I recently submitted an academic article about the role of sex in evolution. A version of Darwin’s theory that emphasizes selfish competition to the exclusion of all else has been the majority paradigm for most of the last century. But sex does not fit well in this paradigm. Sharing genes with others is what sex is all about, and sharing is the opposite of selfishness. According to the majority paradigm, natural selection should favor individuals that clone themselves, transmitting 100% of their genes to every offspring. The thesis of my article is that sex radically changes the dynamics of evolution, so that cooperation is rewarded by natural selection in a sexual population. In almost all higher organisms, reproduction has been tied tightly to sex. The obvious purpose of this would be to assure that everyone must share genes. The end result is that evolution produces robust ecosystems instead of violent, chaotic communities of selfish individuals.
I suspect that a healthy relationship to sex could be important for stabilizing the cooperative, instinctual community that I’ve described, but I have no experience to support this intuition. So I turn to primate ecology; we are related as closely to the bonobo as to the chimpanzee, but in today’s human cultures, we are more likely to settle conflict with contests of power, like the chimps, rather than with soothing touch and sexual connection, like the bonobos. We can change this.

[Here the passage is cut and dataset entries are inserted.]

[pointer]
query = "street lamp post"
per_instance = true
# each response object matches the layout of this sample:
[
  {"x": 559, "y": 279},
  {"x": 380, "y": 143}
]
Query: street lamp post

I want to live in a world where people love life and have no fear of death. That’s a subject for another day.
Wow, brilliant essay., so very well expressed. Thank you for this (and the others) that make me stop and think. Your vision of a better world sounds ideal, and I appreciate so much that you put it into words on this first day of a new year. Let's hope and pray for it to come to pass. Happy new year.
Similar views, we have, Josh:
"I am asking each of us to give up a rule-based morality in favor of guidance from heart-based intuition."